Coogan Construction, he said, is not marketing the raw sand and gravel, it is selling crushed material.
“If you can’t have an operation without the crusher, it isn’t insubstantial, incidental or relatively minor,” Spitzfaden said.
Hearing Officer Michael Lessmeier said he did not believe the Supreme Court case, which refers to junk cars, relates directly to the rock crusher.
Jane Sebens, deputy city attorney testified on behalf of the Planning Commission.
She said the commission approved the rock pit and crusher as an accessory use in a D3 zone.
“What the record here shows is seven reasonable minds, reviewed and deliberated on the evidence, they applied a reasonable interpretation of the law to that evidence and they reached a unanimous, well throughout decision,” Sebens said.
Sebens said the appellants’ briefing contained “gapping omissions.”
“One outstanding error,” Sebens said, “…I would challenge the appellate to show us where the Planning Commission found that the rock crusher is the primary principle use taking place on this site. That is a pretty significant mischaracterization of the record.”
Sebens said the planning commission knew it could not approve the permit if the crusher was a dedicated crusher. It is not impossible to haul away the rock to be crushed off-site, but the economics don’t allow it, she said. While the rock crusher could be locates somewhere else, “the gravel is where it is,” Sebens said. Coogan Construction, however, is not allowed to bring rock onto the site to crush, she said, as it would make the crusher a principle use and not an accessory use.

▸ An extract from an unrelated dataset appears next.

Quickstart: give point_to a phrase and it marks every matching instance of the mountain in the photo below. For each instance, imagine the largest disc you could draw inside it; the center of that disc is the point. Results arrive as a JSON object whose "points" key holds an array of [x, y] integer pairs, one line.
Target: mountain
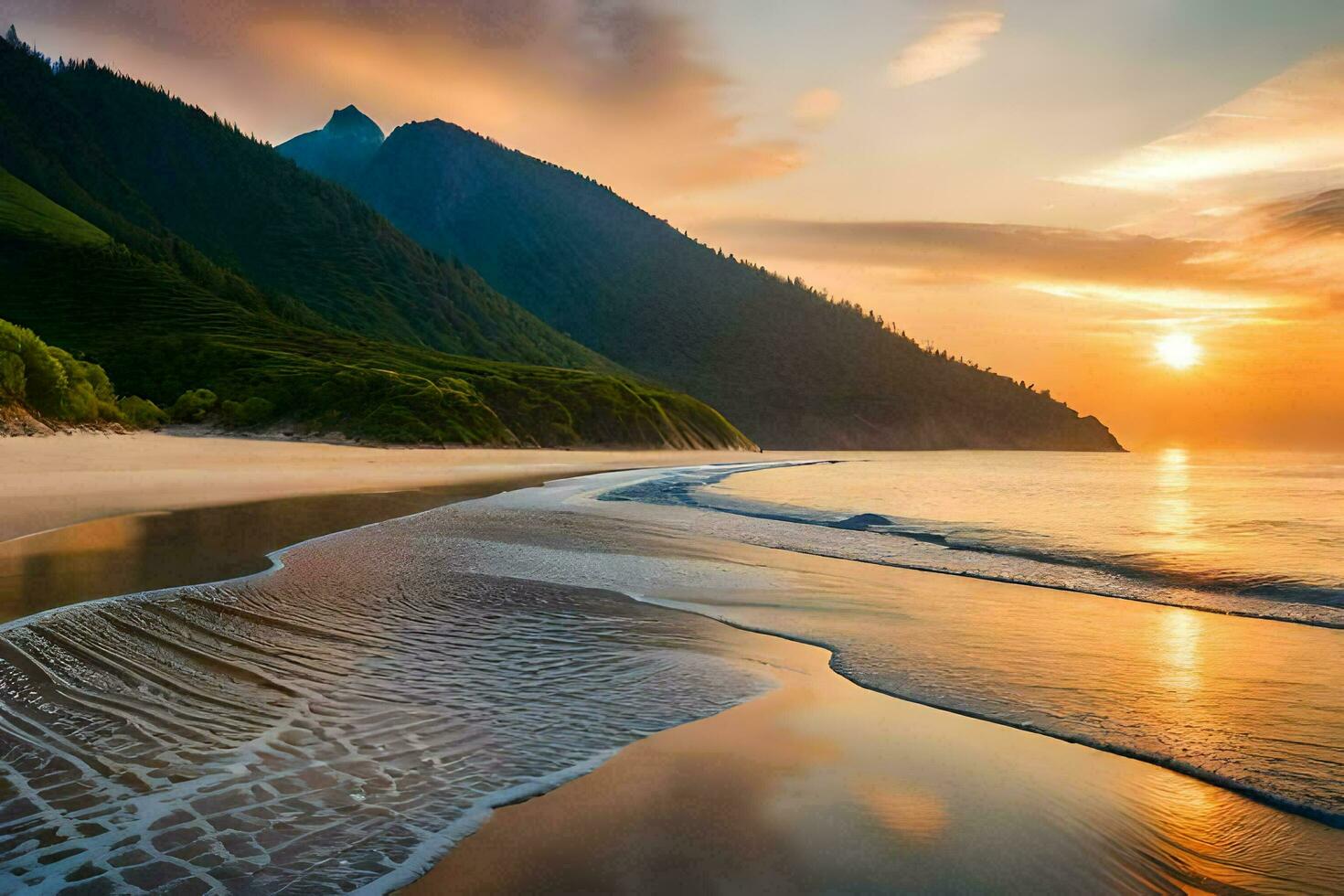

Historically, CBJ has considered rock crushing as an accessory to sand and gravel permits, Sebens said.
Sebens said CBJ has found that for temporary public road projects, the Conditional Use Permit process was too much. A permit for use of a rock crusher for these types of road projects, she said, can be had by department approval.
The Montana Creek area is a neighborhood where there has been sand and gravel operations, “because that is where the sand and gravel is,” Sebens said. Contrary to the appellants’ argument, the CBJ comprehensive plan calls for sand and gravel extraction before residential uses, she said.
“Nobody wants gravel extraction in their neighborhood,” Sebens said. “The good news is it isn’t for forever.”
“The Planning Commission believes that the appellant did not meet the burden of proof,” Sebens said. “The appeal should be denied.”
Coogan’s was represented by attorney Dan Bruce with Baxter, Bruce and Sullivan.
Whether the rock crusher is an accessory to the gravel extraction does not have to do with the value of the crusher to the operations, Bruce said, it is the amount of its use. The permit is for sand and gravel extraction, he said, not only for a rock crusher. “Mining the gravel and the rock, screening it, washing it and then crushing a portion of the materials that are removed,” Bruce said. The crusher is a “small portion of the operation.”
The conditions imposed on the permit does not represent a failure of the process, they help minimize the impact of this use that may be otherwise inappropriate in the neighborhood, Bruce said.
“Sand and gravel is recognized as a basic component for the development of the community,” Bruce said. “The more expensive you make it the more expensive development becomes. That is why you crush things on site.”
“There is no other conclusion that there is substantial evidence to support the findings of the planning commission,” Bruce said.